Greg LeMond se ajustaba la hebilla de su casco segundos antes de subirse a la rampa de salida de la última etapa del Tour de Francia de 1989. Ya en posición, inspiró profundamente, se agarró del manillar y salió despedido hacia los Campos Elíseos. Tenía por delante tan solo 24km de contrareloj para darle la vuelta a una empresa colosal: recuperar los 50 segundos de desventaja con los que salía para poder arrebatarle a Laurent Fignon el maillot amarillo en París, en su casa, el último día del Tour.
El francés lucía su cinta en el pelo, su dorado cabello recogido con una cola y sus gafas redondeadas: era su imagen habitual. Pero, ¿y LeMond? El estadounidense llegó a la cita final con un atuendo que a muchos en aquella época les pareció la imagen de un marciano sobre ruedas: gafas aerodinámicas, casco aerodinámico, bicicleta aerodinámica y… un manillar muy extraño.
LeMond había visto aquellos nuevos manillares por primera vez en el Ironman de Hawai’i, una competición que desde 1978 supuso el inicio del triatlón tal y como hoy se conoce. Esos nuevos habitantes del Planeta Deporte, los triatletas, comenzaron a aportar innovaciones y LeMond reparó en una que sería clave: el manillar aerodinámico (también conocido hoy como aerobar o acople).
Sobre ese extraño tubo redondeado el ciclista apoyaba sus codos, bajando la posición del tronco y, por consiguiente… ¡eureka! dijo LeMond, reduciendo la resistencia al avance del ciclista. Era la primera vez que una bicicleta como aquella se veía en el ciclismo profesional y el estreno no pudo ser mejor ya que las investigaciones demuestran que, contra el crono, la ventaja de las cabras sobre las flacas es tan grande que aquellos 58 segundos que LeMond le robó a Fignon en tan solo 24km fueron gracias al material que utilizó. Esa innovación le dio la victoria final, aquel 23 de julio, por una diferencia de tan solo 8 segundos, la más pequeña en la historia del Tour. Fignon al llegar a meta se derrumbó y Francia entera lloró, ya que no podía creer lo que acababa de suceder: un ciclista vestido de marciano acababa de conquistar los Campos Elíseos.
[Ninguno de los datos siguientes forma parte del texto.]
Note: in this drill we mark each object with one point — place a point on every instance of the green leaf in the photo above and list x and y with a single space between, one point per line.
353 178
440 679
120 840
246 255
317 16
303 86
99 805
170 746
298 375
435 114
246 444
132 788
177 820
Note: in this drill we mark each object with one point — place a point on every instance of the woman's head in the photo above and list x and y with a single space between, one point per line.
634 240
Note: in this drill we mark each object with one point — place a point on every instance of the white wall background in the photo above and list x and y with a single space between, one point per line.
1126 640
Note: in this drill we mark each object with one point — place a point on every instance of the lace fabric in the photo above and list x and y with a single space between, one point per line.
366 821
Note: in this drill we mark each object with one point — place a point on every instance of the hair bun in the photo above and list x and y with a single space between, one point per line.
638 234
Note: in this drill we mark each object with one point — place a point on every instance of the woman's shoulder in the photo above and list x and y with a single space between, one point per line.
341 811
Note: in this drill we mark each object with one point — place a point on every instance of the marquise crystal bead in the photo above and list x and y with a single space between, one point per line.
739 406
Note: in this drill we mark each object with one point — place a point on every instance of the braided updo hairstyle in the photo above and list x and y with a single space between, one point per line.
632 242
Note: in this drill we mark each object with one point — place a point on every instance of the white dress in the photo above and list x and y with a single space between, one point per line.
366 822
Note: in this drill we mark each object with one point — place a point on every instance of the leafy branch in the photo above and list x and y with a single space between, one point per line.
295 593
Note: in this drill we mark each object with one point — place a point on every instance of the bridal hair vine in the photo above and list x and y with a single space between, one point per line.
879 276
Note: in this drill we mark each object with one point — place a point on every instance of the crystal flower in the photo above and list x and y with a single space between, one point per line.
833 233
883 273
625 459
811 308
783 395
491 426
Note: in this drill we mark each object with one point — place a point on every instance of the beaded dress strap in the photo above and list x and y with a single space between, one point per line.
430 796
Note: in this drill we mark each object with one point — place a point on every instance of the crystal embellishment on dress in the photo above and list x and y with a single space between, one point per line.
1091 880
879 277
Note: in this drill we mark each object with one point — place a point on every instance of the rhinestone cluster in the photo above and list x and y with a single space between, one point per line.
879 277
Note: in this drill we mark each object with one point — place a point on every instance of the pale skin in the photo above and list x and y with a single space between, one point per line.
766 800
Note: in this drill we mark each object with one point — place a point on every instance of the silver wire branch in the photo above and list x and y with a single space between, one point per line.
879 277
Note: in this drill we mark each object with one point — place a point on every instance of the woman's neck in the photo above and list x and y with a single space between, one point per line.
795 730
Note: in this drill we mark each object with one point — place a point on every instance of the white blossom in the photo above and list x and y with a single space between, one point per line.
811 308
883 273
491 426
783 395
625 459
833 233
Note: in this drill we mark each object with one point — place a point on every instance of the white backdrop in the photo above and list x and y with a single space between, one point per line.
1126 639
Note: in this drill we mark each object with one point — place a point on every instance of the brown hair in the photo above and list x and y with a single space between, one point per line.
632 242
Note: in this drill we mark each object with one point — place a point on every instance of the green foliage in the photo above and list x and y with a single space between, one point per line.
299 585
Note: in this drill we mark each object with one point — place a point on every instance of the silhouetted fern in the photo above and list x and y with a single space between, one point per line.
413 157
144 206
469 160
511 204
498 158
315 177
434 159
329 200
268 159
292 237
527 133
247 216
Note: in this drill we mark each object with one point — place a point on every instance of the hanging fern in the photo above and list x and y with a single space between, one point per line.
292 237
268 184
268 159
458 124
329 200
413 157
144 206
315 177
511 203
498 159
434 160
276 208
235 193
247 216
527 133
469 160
A partir de aquel momento el ciclismo vivió una revolución basada en la ciencia aplicada a la bicicleta y aceleró de tal manera que todavía hoy se sigue aprovechando aquella inercia.
Desde entonces la inversión en ciencia y tecnología es constante, siempre buscando la optimización del rendimiento del ciclista. La década de los noventa tuvo como protagonista al pulsómetro, una herramienta utilizada ampliamente hoy en día. Y junto a ello se sentaron las bases para llegar a crear materiales más ligeros y resistentes, bicicletas con geometrías diferentes según si el objetivo es una contrareloj, una etapa llana o una de alta montaña, tejidos inteligentes y cascos e incluso acabados en la ropa más aerodinámicos. Todo ello acompañado de la enorme evolución que la planificación del entrenamiento del deportista ha experimentado.
Y hoy: ¿dónde está la clave para llevar al máximo el rendimiento de un ciclista? Cuando se le pregunta a los profesionales qué es lo que siempre llevarían consigo para un entrenamiento o una competición, la respuesta coincide de forma contundente: el potenciómetro. Se trata de un medidor de la potencia (en vatios) que ejerce el ciclista cada vez que imprime fuerza sobre el pedal. Gracias a la enorme cantidad de información que aporta se puede conseguir que el deportista llegue a su máximo nivel, hasta tal punto que algunas voces clásicas del ciclismo piden que se prohíba su utilización ya que aporta tantos datos y son tan exactos que para ellos el ciclismo deja de pedalearse con el alma, con las emociones y pasa a ser pura matemática, pura fisiología. Aunque lo cierto es que el potenciómetro aporta todavía más posibilidades, es enriquecedor y ayuda a que el ciclista y su entrenador se conozcan mucho mejor, algo que permite que muchas más puertas se abran a la hora de conquistar una competición, como hizo Froome en el pasado Giro de Italia, atacando de lejos, a la antigua usanza, mientras todos esperaban que todo se decidiese en el último puerto de montaña de cada etapa con ascensos. Y es que el potenciómetro, bien utilizado, enriquece al ciclismo.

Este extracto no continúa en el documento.